As many of you know, one of my favorite topics is how to bring well-qualified people into the manufacturing workforce. A request to discuss the state of manufacturing from the perspective of someone actually running a manufacturing facility is a welcome opportunity. Recently I was invited to be interviewed on the Wharton School’s Business Radio program, found on Sirius XM 111. The show’s two co-hosts are: Peter Capelli, a renowned expert in human resources and labor; and Dan O’Meara, a practicing attorney with extensive experience in employment litigation, labor relations and preventive human resource practices. You can get a more complete bio of the two hosts here.
The focus of the radio show, as stated on their web site, is to “examine the workplace and the challenges faced by business owners and job seekers.” You can listen to by interview from January 18, 2018 by clicking here and searching the list of interviews. As of this posting my interview is, for now, relatively current so it is at or near the top of the list.
During the interview I made the case for generating a workforce of smart people with the combination of brains and skilled hands. There are many individuals who enter high school who are autodidacts, learning by doing. In the past these people would be found in the hands-on classrooms: metal shops, wood working, auto shops and so on.

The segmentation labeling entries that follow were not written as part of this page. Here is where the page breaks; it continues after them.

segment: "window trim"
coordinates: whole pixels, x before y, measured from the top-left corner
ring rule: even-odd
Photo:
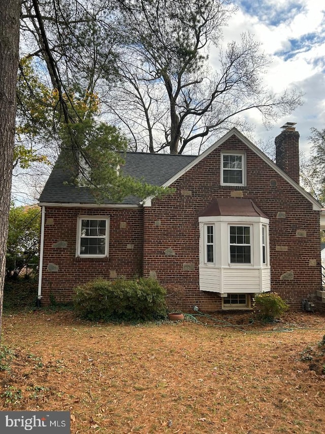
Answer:
[[[242,182],[241,183],[228,183],[223,182],[223,170],[225,168],[223,167],[223,157],[225,155],[238,155],[242,157]],[[246,154],[245,152],[236,152],[235,151],[222,151],[221,153],[220,156],[220,185],[231,185],[233,186],[242,187],[246,185]]]
[[[268,230],[266,224],[262,224],[261,228],[261,253],[262,257],[261,258],[261,264],[262,267],[265,267],[268,263]],[[264,261],[264,258],[265,261]]]
[[[230,228],[231,227],[249,227],[249,244],[231,244],[230,242]],[[235,267],[248,267],[252,266],[254,261],[254,228],[253,224],[235,223],[234,222],[228,224],[228,261],[230,266]],[[250,247],[249,262],[232,262],[231,254],[230,252],[231,246],[242,246],[246,247],[249,246]]]
[[[105,220],[106,234],[105,238],[105,253],[104,254],[87,254],[84,255],[80,253],[81,241],[81,226],[83,220]],[[110,217],[108,216],[99,215],[80,215],[78,216],[77,224],[77,242],[76,243],[76,257],[80,258],[103,258],[108,257],[109,255],[109,235],[110,235]],[[104,238],[102,237],[102,238]]]
[[[208,242],[208,227],[213,228],[213,241]],[[208,261],[208,246],[212,246],[213,261]],[[215,225],[213,223],[207,223],[204,225],[204,264],[206,265],[214,265],[215,264]]]
[[[238,297],[238,296],[240,296],[240,295],[241,295],[241,296],[244,295],[245,296],[245,304],[244,304],[244,303],[237,303],[237,304],[231,304],[231,303],[229,303],[229,304],[226,303],[225,304],[224,304],[224,300],[225,299],[228,299],[229,298],[230,298],[231,299],[232,297],[234,297],[235,296]],[[248,294],[243,294],[242,293],[232,293],[228,294],[227,296],[225,297],[222,297],[221,308],[222,309],[222,310],[226,310],[227,309],[228,309],[228,310],[231,310],[231,310],[235,310],[235,309],[241,309],[241,310],[243,310],[245,309],[250,309],[250,308],[251,308],[250,297],[250,295]]]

Those high school classes disappeared to be replaced by computer labs.
Now manufacturing is struggling to find people with practical problem-solving skills. And they are looking to the education community to develop the paths for students to a successful manufacturing career. Manufacturing should not be looked upon as the second choice to a four-year degree. Students need both the understanding of the opportunities in manufacturing, as well as the tools to acquire the skills manufacturers are seeking.